Import and Export Restrictions: A New Consideration for Compliance and Risk Assessments

Import and Export Restrictions: A New Consideration for Compliance and Risk Assessments

The gaze of compliance and risk professionals is broadening beyond current financial sanctions. Learn why securities linked to entities that are blacklisted or red-flagged for import and export present new risks to financial institutions.

Compliance experts are already working at full capacity to map the effects of current financial sanctions. The number of sanctions is constantly increasing and the associated processes are complicated. But there is more to come. Investments in companies that face import and export restrictions are increasingly coming to the attention of supervisory authorities and the public. This is accompanied by corresponding potential risks that these trade restrictions could eventually lead to financial sanctions.

How Do Current Financial Sanctions Impact Financial Institutions?

As discussed in our 2023 article, the sanctions compliance and risk assessment processes of financial institutions involve the careful analysis of potential clients, existing clients, or transaction partners. The goal is to identify a possible exposure to financial sanctions levied by one country against other self-governing states, individuals, or companies. Financial sanctions commonly take the form of a ban on investing in securities issued by the sanctioned entities. The aim is to throttle their capital inflow.  

What Are the Risks of Disregarding Financial Sanctions?

A financial institution’s failure to comply with financial sanctions can result in financial, legal, and reputational repercussions. For this reason, the work is as crucial as it is complex and dynamic; complex, because sanctioned entities go to great lengths to circumvent sanctions or hide their involvement, and dynamic, because new sanctions emerge regularly.

In fact, an analysis conducted with the SIX Sanctioned Securities Monitoring Service – a service used by financial institutions to assess their exposure to sanctioned securities – revealed that the total number of sanctioned securities increased by almost 700% from January 2022 to March 2024.

Number of Sanctioned Securities

Can Import and Export Restrictions Lead to Financial sanctions?

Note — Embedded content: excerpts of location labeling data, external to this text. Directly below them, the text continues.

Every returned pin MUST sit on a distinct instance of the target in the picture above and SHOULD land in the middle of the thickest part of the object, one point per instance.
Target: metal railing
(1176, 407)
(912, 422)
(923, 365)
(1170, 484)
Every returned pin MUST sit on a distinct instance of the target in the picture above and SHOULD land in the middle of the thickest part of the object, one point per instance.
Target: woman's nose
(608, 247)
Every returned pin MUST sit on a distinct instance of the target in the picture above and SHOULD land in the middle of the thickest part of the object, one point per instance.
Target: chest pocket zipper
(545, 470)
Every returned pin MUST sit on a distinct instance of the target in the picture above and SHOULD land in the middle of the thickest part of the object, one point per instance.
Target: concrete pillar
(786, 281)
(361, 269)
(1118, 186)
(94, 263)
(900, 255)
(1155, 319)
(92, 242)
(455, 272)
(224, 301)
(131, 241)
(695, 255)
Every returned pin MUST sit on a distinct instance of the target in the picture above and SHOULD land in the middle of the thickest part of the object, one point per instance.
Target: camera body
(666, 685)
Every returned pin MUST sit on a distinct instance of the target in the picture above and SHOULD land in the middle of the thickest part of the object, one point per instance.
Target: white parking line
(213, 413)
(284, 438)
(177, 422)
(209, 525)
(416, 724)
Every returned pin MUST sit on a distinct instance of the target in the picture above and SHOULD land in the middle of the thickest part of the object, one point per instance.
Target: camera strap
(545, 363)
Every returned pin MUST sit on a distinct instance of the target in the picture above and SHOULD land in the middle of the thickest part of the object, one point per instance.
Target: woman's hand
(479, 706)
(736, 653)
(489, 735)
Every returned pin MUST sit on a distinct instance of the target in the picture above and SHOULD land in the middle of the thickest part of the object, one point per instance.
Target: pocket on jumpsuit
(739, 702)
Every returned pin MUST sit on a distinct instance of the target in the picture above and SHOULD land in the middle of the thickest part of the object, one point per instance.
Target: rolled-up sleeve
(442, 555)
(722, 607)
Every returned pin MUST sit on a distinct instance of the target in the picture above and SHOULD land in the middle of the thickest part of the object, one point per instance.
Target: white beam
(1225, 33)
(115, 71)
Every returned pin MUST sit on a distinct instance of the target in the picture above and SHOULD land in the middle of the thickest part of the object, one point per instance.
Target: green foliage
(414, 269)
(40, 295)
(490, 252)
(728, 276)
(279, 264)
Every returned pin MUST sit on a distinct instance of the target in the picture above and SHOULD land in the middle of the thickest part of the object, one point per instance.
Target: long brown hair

Import and export restrictions – closely aligned with financial sanctions in their shared goal of throttling resources to specific entities – have taken center stage following a recently published report from a US Congressional Committee. The committee found that BlackRock and MSCI had facilitated more than 6.5 billion US dollars of capital flow via investments into entities that are blacklisted or red-flagged for import and export. The United States levied the respective trade restrictions because the entities were deemed a security threat.

Acknowledging that investing in securities linked to entities targeted by the US government is legal, the committee urged congress to act on their recommendations to restrict investment into the companies, their subsidiaries, affiliates, parents, and holding companies. In short: to financially sanction the entities that are presently blacklisted or red-flagged for import and export. 

When Do Financial Institutions Need to Act on Import and Export Restrictions?

Given the intense scrutiny from US lawmakers, financial institutions face huge reputational risk by investing in securities linked to entities that are blacklisted or red-flagged for import and export, despite its legality. The US has imposed on average more than 35% of all sanctions between 1950 and 2019.

There is no way to definitively predict if the recommendation from the US Congressional Committee will eventually make its way into legislation. In part, this is due to a rapidly shifting geopolitical landscape and an upcoming administration change in the United States.

Depending on their risk appetite, it may be prudent for financial institutions to assess their exposure to entities subject to import and export restrictions.